К полудню распогодилось, небо стало безоблачным, зависший в зените Нце смотрелся начищенной серебряной пуговицей на голубом мундире. Из леса доносилось щебетание ноябрянок, мелких пёстрых пичуг, живущих только в ноябре и перемещающихся вместе с ним. Было ноябрянок великое множество, стайки то и дело взлетали с еловых и сосновых ветвей и тянули на восток.
Снежана направилась к шатру, в котором содержали пленных. Огороженный кольями с натянутыми на них верёвками, он расположился точно по центру лагеря. Трое декабритов с закинутыми за спину винтовками несли сторожевую службу. А точнее, бездельничали, изредка перебрасываясь ленивыми фразами.
– Привет, красавица, – заулыбался при виде Снежаны долговязый рыжий Илья. – Мы тут с ребятами как раз спорим, вернётся тот толстомясый или пробросит своих приятелей и придётся их пристрелить.
– И на что спорите?
– Пока не решили. Будь моя воля, я бы их всех пострелял прямо сейчас. Охота же Фролу кормить этих дармоедов и охранять, чтобы, не дай бог, не сбежали.
Снежана внезапно ощутила злость. Ещё вчера она бы, не думая, согласилась. Однако сегодня мысль расстрелять пленных показалась ей дикой и подлой. Не из-за черноволосого субтильного красавчика же. Изнеженного белоручки с упрямыми глазами. Впрочем, белоручка, наверное, ни при чём: по слухам, октябриты корячились на полях не меньше, чем люди декабря – на охотах, рыбалках и ловлях. Так из-за чего же, получается, она вдруг прониклась нелепым гуманизмом?..
Снежана подняла глаза. Курт Бауэр стоял у входа в шатёр и, закусив губу, смотрел на неё. Поспешно потупился, стоило их взглядам встретиться. Затем вновь вздёрнул голову и опять посмотрел – в глаза, пристально и внимательно. И улыбнулся. Сначала несмело и едва заметно, потом, сверкнув двумя рядами ровных белых зубов, заулыбался уже приязненно, задорно и радостно. А затем, не отводя взгляда и легко ступая по крытой жухлой ноябрьской травой и палыми листьями земле, двинулся к ней.
Снежана внезапно покраснела. Она почувствовала, как жаркая волна прокатилась внизу живота, поднялась по груди, омыла сердце и схлынула, оставив его бьющимся учащённо и гулко, так, что отзывалось в висках.
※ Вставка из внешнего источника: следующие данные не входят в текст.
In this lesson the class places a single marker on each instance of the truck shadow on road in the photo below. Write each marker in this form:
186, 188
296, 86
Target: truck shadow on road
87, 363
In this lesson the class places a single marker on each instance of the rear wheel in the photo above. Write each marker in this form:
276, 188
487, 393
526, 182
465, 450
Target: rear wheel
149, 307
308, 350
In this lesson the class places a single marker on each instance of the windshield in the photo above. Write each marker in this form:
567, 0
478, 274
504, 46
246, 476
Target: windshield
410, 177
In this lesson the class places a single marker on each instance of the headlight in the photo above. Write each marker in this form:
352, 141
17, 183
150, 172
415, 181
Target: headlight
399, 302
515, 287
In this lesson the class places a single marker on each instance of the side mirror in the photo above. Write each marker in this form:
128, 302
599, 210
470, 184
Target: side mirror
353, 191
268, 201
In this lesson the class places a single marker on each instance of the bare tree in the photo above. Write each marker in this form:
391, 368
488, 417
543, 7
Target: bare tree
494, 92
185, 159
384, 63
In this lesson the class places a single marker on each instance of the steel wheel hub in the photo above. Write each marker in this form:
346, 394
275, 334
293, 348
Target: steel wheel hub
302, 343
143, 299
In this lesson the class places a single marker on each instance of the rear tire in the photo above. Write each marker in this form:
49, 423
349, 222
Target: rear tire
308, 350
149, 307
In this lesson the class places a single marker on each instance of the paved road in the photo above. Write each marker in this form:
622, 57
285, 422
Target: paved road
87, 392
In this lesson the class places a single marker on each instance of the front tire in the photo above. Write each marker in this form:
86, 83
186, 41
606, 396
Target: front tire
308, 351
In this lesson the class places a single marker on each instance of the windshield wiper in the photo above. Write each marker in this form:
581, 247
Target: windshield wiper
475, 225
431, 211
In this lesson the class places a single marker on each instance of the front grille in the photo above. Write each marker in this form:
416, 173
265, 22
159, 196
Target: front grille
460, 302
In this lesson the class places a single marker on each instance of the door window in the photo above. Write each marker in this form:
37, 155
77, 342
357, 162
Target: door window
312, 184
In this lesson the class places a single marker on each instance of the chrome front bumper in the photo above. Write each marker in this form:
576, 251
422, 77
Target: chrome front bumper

– Фью, – присвистнул рыжий Илья. – Ты погляди на этого октябрьского жеребчика. Чего лыбишься?! – крикнул он Курту и шагнул вперёд, встав между ним и Снежаной. – Когда с ножом на меня сигал, не лыбился, сволочуга. Не сбей я тебя с копыт, так бы и зарезал, а, октябрьское дерьмо? Тот сопляк, твой дружок, тоже собирался меня зарезать. А потом передумал и лишь визжал, как свинья, издыхая.
Курт остановился, кровь бросилась ему в лицо, улыбка слетела, как не бывало.
– Дерьмо – это ты, – медленно и нарочито спокойно проговорил он. – И такие, как ты. Мы не сделали вам ничего плохого. Ни я, ни Адольф Хайнеке, которого ты вчера зарезал. Ни мой брат, которого такая сволочь, как ты, застрелила в прошлом году. Ни мои родители, которых убили тоже. Ты бандит и вор, ты…
Илья рванул со спины винтовку, на лету передёрнув затвор, вскинул к плечу.
Не отдавая себе отчёта в том, что делает, Снежана метнулась вперёд, толкнула Илью в предплечье и в следующий миг кулаком снизу вверх подбила ствол. Треснул винтовочный выстрел, предназначенная октябриту пуля ушла в небо.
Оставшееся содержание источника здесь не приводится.